福岡市東区で2001年2月に高齢夫婦が殺害された事件は、未解決のまま21年がたった。この間、遺族は遺品などを通じ夫婦の家族への思いに触れてきた。「なぜ、両親が殺されなくてはならなかったのか」。そんな思いが消えることはない。
東署によると、01年2月26日、福岡市東区若宮5丁目の住宅で金丸金次郎さん(当時80)と妻の愛子さん(同73)が遺体で見つかった。金次郎さんはのどに切り傷があり、愛子さんは首と両足に電気コードが巻かれていた。死因は金次郎さんが窒息死、愛子さんは頸髄(けいずい)損傷。2人は17日夜に殺害された可能性が高く、現場の状況などから、県警は強盗殺人事件として捜査している。

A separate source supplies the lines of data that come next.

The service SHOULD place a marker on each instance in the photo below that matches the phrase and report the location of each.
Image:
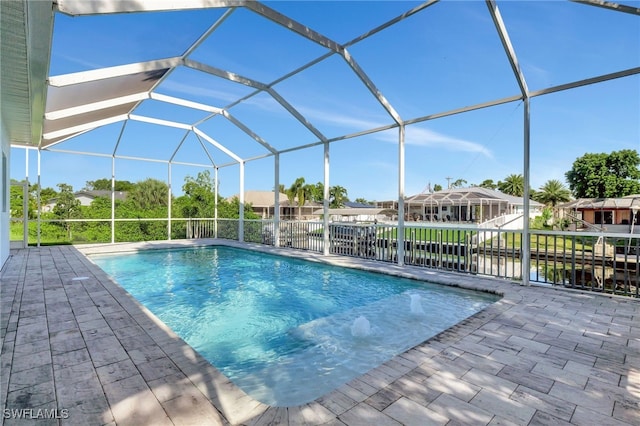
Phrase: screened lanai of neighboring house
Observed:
(474, 204)
(261, 93)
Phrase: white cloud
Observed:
(200, 91)
(348, 121)
(420, 136)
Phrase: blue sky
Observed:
(447, 56)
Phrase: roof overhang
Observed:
(26, 29)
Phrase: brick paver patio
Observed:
(77, 347)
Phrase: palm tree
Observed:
(552, 193)
(337, 196)
(297, 191)
(512, 185)
(149, 194)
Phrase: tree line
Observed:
(601, 175)
(147, 199)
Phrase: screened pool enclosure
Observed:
(385, 95)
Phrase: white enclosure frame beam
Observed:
(611, 6)
(401, 184)
(276, 201)
(513, 60)
(103, 7)
(111, 72)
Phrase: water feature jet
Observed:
(415, 306)
(360, 327)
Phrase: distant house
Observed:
(358, 214)
(607, 214)
(86, 197)
(263, 204)
(473, 204)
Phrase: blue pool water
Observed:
(282, 329)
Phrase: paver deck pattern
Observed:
(78, 347)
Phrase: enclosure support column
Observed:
(25, 203)
(325, 201)
(169, 203)
(113, 199)
(241, 215)
(215, 203)
(526, 258)
(400, 234)
(276, 201)
(38, 202)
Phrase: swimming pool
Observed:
(284, 330)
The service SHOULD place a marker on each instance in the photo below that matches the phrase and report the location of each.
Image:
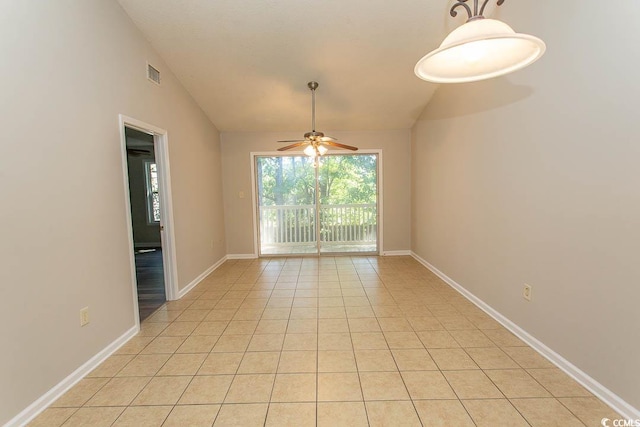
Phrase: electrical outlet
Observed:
(84, 316)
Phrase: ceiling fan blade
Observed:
(289, 147)
(327, 139)
(337, 144)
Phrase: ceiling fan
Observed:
(315, 141)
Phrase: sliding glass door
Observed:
(304, 209)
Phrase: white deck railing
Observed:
(355, 223)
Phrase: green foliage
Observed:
(342, 179)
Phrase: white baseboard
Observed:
(242, 256)
(396, 253)
(607, 396)
(63, 386)
(182, 292)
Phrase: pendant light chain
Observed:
(475, 14)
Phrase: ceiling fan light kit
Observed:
(316, 142)
(480, 49)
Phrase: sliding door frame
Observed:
(256, 207)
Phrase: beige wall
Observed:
(67, 70)
(535, 178)
(236, 167)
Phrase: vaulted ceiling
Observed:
(247, 62)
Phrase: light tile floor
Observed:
(344, 341)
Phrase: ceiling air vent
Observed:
(153, 74)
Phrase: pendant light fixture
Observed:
(480, 49)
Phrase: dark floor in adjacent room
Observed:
(150, 276)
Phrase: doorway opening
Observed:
(149, 213)
(304, 208)
(144, 196)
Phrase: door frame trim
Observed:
(254, 199)
(167, 237)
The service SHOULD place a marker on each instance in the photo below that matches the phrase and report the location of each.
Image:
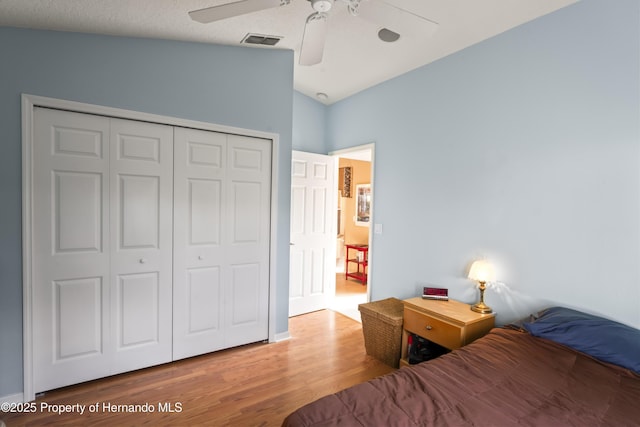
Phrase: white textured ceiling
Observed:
(354, 58)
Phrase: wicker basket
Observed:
(382, 328)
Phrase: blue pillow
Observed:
(598, 337)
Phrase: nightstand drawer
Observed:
(443, 333)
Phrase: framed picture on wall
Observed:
(363, 204)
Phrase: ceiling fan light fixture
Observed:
(321, 5)
(261, 39)
(388, 36)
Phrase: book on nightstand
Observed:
(440, 294)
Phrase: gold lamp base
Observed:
(481, 308)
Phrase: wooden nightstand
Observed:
(451, 323)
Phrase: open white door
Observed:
(313, 234)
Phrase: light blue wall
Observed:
(216, 84)
(524, 149)
(309, 121)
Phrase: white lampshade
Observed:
(481, 271)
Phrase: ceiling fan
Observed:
(389, 17)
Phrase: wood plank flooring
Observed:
(253, 385)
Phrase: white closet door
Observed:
(222, 219)
(71, 315)
(246, 294)
(199, 259)
(141, 243)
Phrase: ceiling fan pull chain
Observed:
(353, 7)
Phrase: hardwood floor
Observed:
(253, 385)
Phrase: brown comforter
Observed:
(507, 378)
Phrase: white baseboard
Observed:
(12, 398)
(282, 336)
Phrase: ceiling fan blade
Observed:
(315, 33)
(392, 17)
(229, 10)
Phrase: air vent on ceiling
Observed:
(261, 39)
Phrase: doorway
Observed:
(355, 174)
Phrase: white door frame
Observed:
(344, 153)
(29, 102)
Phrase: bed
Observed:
(561, 367)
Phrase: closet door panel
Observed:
(248, 212)
(141, 176)
(71, 342)
(199, 247)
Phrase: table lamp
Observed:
(482, 272)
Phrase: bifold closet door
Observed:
(222, 187)
(141, 221)
(102, 246)
(71, 249)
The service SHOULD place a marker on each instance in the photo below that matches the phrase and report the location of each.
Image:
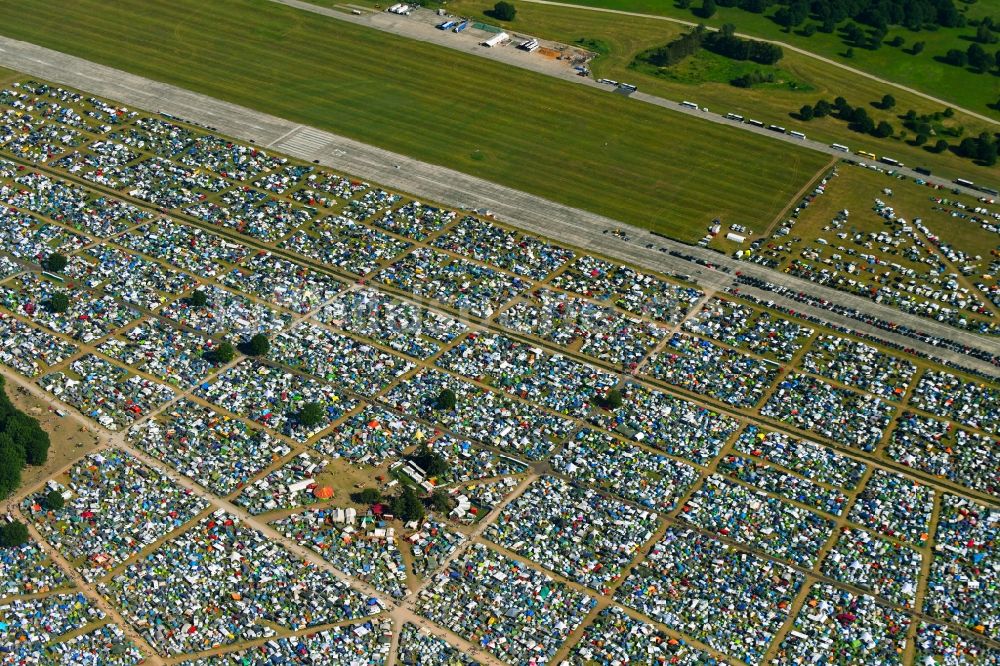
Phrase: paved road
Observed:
(783, 45)
(455, 189)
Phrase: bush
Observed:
(311, 414)
(504, 11)
(54, 500)
(58, 302)
(13, 534)
(258, 345)
(446, 400)
(54, 263)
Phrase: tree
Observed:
(504, 11)
(10, 470)
(883, 130)
(429, 460)
(446, 400)
(54, 500)
(258, 345)
(58, 302)
(224, 353)
(311, 414)
(367, 496)
(198, 298)
(13, 534)
(54, 263)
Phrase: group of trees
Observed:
(677, 50)
(913, 14)
(22, 442)
(983, 148)
(724, 42)
(752, 79)
(406, 505)
(856, 117)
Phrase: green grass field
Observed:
(583, 147)
(704, 79)
(921, 72)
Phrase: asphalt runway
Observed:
(454, 189)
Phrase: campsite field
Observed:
(584, 147)
(892, 253)
(977, 92)
(704, 78)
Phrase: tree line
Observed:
(912, 14)
(22, 442)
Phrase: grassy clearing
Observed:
(921, 72)
(625, 36)
(583, 147)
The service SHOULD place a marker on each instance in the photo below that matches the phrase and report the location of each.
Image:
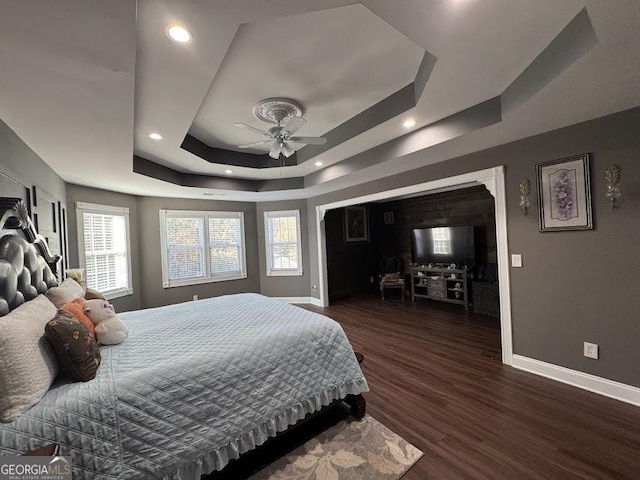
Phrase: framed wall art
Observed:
(564, 194)
(356, 225)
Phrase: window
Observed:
(283, 242)
(104, 233)
(442, 240)
(200, 247)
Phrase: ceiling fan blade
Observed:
(287, 150)
(275, 151)
(254, 144)
(249, 127)
(309, 140)
(293, 125)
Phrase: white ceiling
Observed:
(333, 79)
(83, 82)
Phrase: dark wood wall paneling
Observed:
(470, 206)
(351, 265)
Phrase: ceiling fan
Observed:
(287, 117)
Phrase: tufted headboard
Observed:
(27, 267)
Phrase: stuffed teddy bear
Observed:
(110, 330)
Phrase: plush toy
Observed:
(110, 330)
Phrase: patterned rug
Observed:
(350, 450)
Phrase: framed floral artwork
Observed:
(564, 194)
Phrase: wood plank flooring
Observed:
(437, 380)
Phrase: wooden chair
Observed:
(392, 275)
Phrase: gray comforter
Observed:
(193, 386)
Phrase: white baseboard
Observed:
(309, 300)
(586, 381)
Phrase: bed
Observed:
(194, 386)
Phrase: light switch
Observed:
(516, 260)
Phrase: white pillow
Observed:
(28, 364)
(66, 292)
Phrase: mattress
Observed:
(193, 386)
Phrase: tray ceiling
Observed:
(84, 83)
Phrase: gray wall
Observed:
(77, 193)
(575, 286)
(284, 286)
(152, 294)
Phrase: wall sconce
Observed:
(525, 190)
(612, 176)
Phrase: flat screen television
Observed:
(444, 245)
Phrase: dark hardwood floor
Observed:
(436, 379)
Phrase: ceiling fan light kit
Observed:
(279, 111)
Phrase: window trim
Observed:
(208, 277)
(282, 272)
(84, 207)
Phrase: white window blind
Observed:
(200, 247)
(283, 243)
(104, 233)
(442, 240)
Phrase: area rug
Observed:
(350, 450)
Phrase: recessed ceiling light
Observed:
(179, 34)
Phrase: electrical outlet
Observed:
(591, 350)
(516, 260)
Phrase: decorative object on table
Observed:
(110, 330)
(349, 450)
(356, 225)
(612, 176)
(564, 194)
(525, 190)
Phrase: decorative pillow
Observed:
(64, 293)
(76, 308)
(28, 364)
(75, 347)
(92, 294)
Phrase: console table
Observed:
(443, 284)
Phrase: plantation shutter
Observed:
(282, 231)
(225, 240)
(185, 247)
(106, 256)
(201, 247)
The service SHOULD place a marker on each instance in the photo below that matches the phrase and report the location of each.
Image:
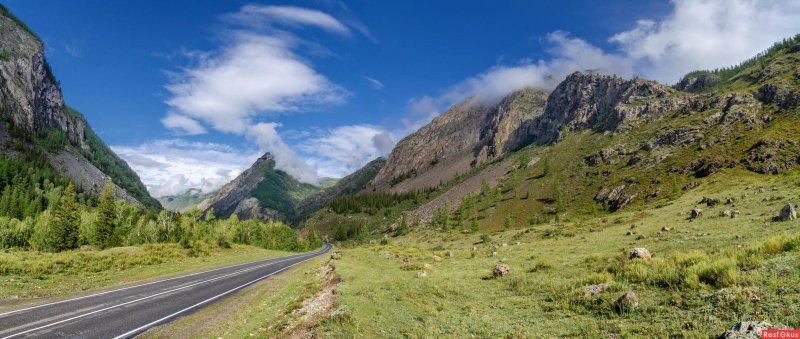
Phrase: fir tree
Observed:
(106, 217)
(64, 227)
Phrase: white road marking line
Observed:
(155, 295)
(145, 327)
(125, 288)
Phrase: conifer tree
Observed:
(106, 217)
(64, 227)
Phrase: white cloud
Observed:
(374, 82)
(345, 149)
(697, 34)
(257, 74)
(182, 124)
(260, 71)
(267, 138)
(261, 16)
(706, 34)
(172, 166)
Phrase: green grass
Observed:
(705, 275)
(30, 276)
(262, 310)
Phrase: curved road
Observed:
(126, 312)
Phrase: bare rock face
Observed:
(466, 135)
(506, 127)
(603, 103)
(28, 88)
(770, 156)
(615, 198)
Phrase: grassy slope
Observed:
(544, 296)
(27, 276)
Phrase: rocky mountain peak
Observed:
(602, 103)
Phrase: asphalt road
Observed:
(126, 312)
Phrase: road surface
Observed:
(126, 312)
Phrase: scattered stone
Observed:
(501, 270)
(596, 289)
(710, 202)
(628, 301)
(748, 330)
(788, 212)
(640, 253)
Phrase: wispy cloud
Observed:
(696, 34)
(260, 73)
(172, 166)
(342, 150)
(374, 82)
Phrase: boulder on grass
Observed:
(788, 213)
(748, 330)
(627, 302)
(501, 270)
(640, 253)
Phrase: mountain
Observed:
(261, 192)
(184, 201)
(351, 184)
(36, 123)
(596, 144)
(466, 135)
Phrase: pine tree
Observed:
(474, 226)
(64, 227)
(106, 217)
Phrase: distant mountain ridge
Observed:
(261, 191)
(35, 119)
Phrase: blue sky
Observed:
(191, 92)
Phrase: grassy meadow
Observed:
(705, 275)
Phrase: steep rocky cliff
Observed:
(466, 135)
(260, 192)
(35, 119)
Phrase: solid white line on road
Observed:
(145, 327)
(155, 295)
(125, 288)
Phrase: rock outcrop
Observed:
(32, 108)
(466, 135)
(602, 103)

千葉県に住む次女の藤堂早苗さん(66)は事件当日、署からの電話で金次郎さんが亡くなったことを知らされた。愛子さんのことを聞いても答えてくれなかったので、いたずら電話かとも思ったが、テレビのニュースが実家の映像とともに、事件のことを報じていた。頭が真っ白になった。
家族は両親と藤堂さん、弟の4人家族。父親は温和な性格で、怒られた記憶はない。社交的な母親は手先も器用で、セーターを手作りしてくれた。最後に会ったのは事件の数年前。旅行の途中、千葉の自宅に立ち寄ってくれた。2人の孫である藤堂さんの娘と2時間ほどを一緒に過ごし、金次郎さんが写真を撮って喜ぶ姿が記憶に残っている。